Never had I experienced these emotions before. It wasn’t loneliness; it wasn’t hopelessness. I was
empty. Before this, I had always known that my wife wouldn’t have allowed me inside, and Tram and
Khoa would have stuck by her side, but I had held onto Anh. And when I was most vulnerable, he
pushed me away. It was obvious that he thought I had turned for the worst, and that I was no-longer
a positive role model for him, but we both knew this wasn’t always true. Long ago, I was his
inspiration. Previously, he would patiently listen to what I had to say. Once, I had been there to tell
him he had succeeded when he thought he had failed. But in the end, although he wanted to keep
the values from my life lessons, he didn’t want to keep me.
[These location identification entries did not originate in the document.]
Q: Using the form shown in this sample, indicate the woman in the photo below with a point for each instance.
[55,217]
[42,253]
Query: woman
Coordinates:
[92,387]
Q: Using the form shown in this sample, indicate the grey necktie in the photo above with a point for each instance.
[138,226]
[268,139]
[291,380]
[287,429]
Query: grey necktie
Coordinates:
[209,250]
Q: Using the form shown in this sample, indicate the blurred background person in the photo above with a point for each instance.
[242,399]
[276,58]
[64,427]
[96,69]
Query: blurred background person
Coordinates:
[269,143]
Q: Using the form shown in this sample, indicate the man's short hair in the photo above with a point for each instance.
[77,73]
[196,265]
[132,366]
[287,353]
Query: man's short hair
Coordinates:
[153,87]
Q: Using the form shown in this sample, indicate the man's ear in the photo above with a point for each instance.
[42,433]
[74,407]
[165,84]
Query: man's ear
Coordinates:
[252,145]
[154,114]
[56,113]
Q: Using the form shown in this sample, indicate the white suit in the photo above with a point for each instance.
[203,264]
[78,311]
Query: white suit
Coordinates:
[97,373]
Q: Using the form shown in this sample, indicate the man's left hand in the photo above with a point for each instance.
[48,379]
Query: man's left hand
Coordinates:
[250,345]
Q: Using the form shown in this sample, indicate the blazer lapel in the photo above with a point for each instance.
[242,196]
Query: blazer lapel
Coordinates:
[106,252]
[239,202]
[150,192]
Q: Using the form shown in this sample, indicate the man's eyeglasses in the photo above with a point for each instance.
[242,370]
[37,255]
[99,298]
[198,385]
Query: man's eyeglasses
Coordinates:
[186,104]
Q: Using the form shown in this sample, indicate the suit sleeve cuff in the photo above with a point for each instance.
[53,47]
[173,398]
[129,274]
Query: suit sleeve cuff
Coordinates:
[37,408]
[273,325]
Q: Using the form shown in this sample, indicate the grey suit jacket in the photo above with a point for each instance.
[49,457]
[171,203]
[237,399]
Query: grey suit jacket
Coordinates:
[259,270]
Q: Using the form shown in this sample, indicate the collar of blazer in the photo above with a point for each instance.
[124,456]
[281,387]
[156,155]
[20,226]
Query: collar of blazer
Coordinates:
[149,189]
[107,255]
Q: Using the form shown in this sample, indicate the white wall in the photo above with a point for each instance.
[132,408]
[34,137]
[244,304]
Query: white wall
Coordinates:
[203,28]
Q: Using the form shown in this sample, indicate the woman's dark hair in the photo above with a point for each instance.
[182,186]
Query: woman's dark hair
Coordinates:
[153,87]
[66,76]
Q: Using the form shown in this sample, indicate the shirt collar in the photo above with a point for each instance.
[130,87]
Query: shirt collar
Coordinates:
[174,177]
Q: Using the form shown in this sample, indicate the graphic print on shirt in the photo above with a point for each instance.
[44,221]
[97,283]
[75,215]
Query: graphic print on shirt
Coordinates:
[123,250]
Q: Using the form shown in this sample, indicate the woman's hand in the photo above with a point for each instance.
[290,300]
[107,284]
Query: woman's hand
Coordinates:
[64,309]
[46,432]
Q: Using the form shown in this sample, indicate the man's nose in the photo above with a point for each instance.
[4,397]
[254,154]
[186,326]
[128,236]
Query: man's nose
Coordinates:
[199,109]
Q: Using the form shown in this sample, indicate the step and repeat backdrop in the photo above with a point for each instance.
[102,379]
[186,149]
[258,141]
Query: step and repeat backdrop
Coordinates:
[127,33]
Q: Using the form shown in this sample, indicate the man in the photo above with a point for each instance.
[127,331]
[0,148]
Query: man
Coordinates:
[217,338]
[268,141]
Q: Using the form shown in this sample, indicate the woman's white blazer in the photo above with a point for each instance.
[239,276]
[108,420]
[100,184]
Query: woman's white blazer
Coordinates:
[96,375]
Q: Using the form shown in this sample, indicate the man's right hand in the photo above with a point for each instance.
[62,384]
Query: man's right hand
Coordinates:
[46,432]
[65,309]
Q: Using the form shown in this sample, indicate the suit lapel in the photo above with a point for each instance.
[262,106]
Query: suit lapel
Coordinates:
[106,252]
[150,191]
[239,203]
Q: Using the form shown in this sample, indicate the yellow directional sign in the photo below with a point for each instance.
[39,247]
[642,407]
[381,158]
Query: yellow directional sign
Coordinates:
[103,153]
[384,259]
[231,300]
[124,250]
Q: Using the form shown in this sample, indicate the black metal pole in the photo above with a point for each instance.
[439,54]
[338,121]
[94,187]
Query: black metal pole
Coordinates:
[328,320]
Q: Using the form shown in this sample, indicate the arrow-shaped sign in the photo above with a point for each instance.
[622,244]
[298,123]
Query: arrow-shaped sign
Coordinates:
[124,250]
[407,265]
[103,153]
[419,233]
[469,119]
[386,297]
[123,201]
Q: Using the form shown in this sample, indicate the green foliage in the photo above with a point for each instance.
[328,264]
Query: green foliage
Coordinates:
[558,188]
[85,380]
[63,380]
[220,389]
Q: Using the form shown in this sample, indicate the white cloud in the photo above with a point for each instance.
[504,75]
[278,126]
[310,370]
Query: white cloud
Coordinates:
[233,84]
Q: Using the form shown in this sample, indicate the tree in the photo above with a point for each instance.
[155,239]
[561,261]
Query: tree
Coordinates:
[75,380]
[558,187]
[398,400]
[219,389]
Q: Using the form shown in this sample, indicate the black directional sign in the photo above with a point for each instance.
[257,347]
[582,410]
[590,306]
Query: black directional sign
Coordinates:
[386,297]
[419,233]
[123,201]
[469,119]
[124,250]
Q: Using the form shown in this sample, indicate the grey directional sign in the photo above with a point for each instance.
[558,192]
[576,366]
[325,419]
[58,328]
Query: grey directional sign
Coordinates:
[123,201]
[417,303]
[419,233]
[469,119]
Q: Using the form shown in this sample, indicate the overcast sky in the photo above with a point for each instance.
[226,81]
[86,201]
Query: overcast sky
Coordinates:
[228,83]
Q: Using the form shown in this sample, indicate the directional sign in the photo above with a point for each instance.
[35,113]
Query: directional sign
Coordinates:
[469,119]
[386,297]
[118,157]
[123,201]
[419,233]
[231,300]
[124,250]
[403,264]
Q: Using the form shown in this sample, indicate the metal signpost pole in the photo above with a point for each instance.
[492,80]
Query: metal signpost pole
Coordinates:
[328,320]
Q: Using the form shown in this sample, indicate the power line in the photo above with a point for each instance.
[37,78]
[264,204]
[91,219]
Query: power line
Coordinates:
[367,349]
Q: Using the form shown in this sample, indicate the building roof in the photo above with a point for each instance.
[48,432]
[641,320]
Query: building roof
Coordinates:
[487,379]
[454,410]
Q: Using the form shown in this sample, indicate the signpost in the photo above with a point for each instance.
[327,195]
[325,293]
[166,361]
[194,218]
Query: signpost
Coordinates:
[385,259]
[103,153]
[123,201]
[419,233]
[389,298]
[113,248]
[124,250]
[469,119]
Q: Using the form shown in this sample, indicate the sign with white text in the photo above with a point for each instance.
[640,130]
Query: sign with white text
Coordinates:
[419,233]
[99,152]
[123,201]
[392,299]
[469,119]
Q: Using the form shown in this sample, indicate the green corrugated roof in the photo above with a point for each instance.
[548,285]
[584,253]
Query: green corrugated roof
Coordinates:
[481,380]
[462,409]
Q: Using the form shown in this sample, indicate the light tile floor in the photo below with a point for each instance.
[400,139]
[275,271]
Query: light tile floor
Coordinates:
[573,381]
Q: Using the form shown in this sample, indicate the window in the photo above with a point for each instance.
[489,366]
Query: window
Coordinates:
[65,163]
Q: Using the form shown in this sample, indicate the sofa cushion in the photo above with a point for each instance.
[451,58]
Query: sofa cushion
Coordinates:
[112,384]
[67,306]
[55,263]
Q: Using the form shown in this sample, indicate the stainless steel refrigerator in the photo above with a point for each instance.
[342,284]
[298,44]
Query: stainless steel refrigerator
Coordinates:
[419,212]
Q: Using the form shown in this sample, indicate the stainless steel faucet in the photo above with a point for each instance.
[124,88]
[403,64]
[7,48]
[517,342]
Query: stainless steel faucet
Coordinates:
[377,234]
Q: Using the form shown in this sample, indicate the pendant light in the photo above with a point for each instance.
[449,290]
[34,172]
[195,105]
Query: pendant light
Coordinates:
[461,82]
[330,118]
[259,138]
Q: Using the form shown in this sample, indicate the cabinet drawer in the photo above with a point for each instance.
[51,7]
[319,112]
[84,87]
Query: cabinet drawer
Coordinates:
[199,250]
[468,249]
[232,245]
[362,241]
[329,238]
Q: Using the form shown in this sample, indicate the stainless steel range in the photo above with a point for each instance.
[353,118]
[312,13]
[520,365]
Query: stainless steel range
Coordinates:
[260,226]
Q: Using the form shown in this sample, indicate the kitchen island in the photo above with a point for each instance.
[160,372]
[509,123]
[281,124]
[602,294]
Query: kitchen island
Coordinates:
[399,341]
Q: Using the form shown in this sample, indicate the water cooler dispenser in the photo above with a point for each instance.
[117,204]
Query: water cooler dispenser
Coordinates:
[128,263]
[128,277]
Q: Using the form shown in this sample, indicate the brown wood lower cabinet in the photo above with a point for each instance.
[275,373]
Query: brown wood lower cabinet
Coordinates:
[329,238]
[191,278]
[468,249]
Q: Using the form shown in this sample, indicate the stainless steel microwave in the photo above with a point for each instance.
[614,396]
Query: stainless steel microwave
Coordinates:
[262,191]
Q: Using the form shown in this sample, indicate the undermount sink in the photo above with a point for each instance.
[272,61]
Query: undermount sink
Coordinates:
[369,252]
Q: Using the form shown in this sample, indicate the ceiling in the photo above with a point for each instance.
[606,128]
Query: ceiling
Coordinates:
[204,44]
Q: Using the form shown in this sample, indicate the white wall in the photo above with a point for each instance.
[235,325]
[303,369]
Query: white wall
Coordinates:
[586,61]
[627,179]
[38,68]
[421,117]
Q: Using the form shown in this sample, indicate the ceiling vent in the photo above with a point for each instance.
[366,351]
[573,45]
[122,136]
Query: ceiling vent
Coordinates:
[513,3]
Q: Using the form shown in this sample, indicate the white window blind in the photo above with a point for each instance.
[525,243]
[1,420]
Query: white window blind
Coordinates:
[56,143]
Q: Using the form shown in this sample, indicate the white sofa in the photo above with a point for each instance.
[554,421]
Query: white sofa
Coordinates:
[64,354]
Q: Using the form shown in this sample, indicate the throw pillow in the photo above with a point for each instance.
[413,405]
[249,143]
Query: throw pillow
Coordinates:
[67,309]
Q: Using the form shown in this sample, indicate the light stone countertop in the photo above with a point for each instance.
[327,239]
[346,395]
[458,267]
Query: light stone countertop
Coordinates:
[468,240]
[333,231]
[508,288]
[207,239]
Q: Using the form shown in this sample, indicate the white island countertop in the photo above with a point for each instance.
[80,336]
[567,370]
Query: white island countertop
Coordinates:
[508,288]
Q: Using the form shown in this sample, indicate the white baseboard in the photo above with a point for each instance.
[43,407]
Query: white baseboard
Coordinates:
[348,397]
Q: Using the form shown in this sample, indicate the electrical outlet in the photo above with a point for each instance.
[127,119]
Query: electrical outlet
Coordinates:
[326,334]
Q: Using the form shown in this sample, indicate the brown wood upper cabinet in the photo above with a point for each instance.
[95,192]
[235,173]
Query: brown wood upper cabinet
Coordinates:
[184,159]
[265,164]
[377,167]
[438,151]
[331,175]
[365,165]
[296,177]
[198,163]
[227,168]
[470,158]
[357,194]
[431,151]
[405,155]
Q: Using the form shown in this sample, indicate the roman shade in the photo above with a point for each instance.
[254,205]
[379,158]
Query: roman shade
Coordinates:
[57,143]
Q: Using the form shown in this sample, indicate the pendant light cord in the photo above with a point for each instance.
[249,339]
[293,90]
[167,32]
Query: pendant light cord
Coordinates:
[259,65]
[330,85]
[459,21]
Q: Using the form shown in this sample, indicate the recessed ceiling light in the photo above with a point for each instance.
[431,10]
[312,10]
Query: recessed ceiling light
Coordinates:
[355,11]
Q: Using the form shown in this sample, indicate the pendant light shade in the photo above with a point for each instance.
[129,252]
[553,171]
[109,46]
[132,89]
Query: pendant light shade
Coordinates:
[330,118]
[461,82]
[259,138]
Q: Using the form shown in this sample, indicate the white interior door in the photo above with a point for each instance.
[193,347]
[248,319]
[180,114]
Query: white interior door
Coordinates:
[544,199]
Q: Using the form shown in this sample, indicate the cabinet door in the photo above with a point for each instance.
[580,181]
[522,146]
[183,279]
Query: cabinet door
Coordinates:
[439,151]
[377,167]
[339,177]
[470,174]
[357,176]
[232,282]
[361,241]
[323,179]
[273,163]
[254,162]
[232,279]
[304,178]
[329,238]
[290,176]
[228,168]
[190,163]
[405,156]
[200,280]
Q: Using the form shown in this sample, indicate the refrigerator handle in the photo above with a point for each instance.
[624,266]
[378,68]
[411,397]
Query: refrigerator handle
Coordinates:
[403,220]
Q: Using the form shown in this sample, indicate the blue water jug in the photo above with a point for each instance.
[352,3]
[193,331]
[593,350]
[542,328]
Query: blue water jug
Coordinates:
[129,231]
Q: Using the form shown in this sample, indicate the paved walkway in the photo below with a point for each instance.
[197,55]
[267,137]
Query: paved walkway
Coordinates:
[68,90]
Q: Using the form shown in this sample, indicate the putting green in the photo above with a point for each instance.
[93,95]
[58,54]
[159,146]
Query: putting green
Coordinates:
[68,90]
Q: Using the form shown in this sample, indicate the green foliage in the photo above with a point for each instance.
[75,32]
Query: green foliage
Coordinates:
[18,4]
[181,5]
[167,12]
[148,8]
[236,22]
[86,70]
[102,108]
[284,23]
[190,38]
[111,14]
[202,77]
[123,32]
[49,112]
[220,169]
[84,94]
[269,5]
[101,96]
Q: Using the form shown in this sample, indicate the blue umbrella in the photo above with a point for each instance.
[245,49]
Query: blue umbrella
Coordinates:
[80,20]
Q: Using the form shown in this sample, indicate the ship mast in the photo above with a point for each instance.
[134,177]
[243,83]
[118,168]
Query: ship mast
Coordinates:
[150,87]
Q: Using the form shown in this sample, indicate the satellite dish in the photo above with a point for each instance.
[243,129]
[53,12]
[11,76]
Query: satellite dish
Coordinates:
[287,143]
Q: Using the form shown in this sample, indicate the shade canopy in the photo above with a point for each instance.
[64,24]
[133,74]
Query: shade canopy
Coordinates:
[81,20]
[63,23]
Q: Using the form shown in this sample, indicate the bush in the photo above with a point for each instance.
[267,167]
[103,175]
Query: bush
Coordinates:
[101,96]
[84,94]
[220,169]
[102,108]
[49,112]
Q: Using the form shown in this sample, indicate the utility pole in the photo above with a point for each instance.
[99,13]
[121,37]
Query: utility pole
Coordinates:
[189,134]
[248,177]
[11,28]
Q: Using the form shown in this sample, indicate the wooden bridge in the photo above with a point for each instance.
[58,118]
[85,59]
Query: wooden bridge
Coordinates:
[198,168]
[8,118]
Yet, after sobbing day and night to myself about my misfortunes and misery, I eventually faced the
fact. It was my fault. It was I who allowed alcohol to seep into my punctured mental state. A state
that had become reality through my rashness and impulsiveness. It commenced through my duck
farm’s early days, the era that gave my family their first scent of success. Regrettably, it was not
before long that I became drunk on this sweet aroma. In an attempt to maximise profits, I bought
multiple farms, which soon collapsed and were sold for heavy losses, delivering my family back to
where we started. Impoverished. Inadvertently, the amount of pressure placed on our garments
business was now immeasurable and inadequate to support our family. Guilt and failure flooded my
mind from that day forwards. To have ravaged their economic stability with my irrational mistakes
was my tipping point. Subsequently, my mental state declined quickly, and with it the healthiness of
my relationships with my family.

After finally writing this down, I can already feel the weight of my failures from long ago finally leave
my shoulders. In an ideal world, I would undo all my mistakes and their consequences. But above all,
I would remind myself to stay positive and that life is too short to let one singular mistake define
you. Finally, it is always righteous to respect and learn from your mistakes, but always remember to
move on. For there are two times in life, there’s now and there’s too late.